Beispiele für erfolgreiche Bürgerbeteiligungen in Nordrhein-Westfalen sind der Bürgerrat zur Zukunft der Oper in Düsseldorf oder der Bürgerrat zur Nachhaltigkeit in Jülich.
Als Bürgerbeteiligung, die sich als wirksam, konsensfördernd und befriedend erwiesen hat, plädiert der Experte deshalb dafür, Bürgerräte noch häufiger einzusetzen, „weil sie das demokratische Spektrum erweitern“.
Fazit zu Bürgerräten
Das können sie leisten und so funktionieren sie
Das Ohr an der Bevölkerung, um Stimmungen und Wünsche direkt in politische Entscheidungen einfließen zu lassen – das ist ein großer Vorteil eines Bürgerrates. Das Format der Bürgerbeteiligung zeichnet sich vor allem durch seine diverse Zusammensetzung aus, wobei Verfahren wie die Zufallsauswahl unterstützen. Unterschiedliche Meinungen zu einem Thema werden konsensorientiert gebündelt, damit stehen die Empfehlungen an die Politik auf einer breiten Basis.
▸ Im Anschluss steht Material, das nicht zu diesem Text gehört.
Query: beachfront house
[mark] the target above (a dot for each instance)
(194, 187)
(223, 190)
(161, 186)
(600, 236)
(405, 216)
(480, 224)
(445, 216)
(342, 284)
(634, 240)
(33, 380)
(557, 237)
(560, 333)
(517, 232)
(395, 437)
Bürgerräte sind ein starkes, innovatives Beteiligungselement sowohl auf kommunaler bis hin zur europäischen Ebene. Wichtig: Ein Bürgerrat braucht ausreichend Ressourcen, auch durch Fachwissen, was beispielsweise aus der Verwaltung kommt.
Wir danken Thorsten Sterk für die umfangeichen, praxisnahen Informationen zu Bürgerräten im Rahmen der Coffee Lecture.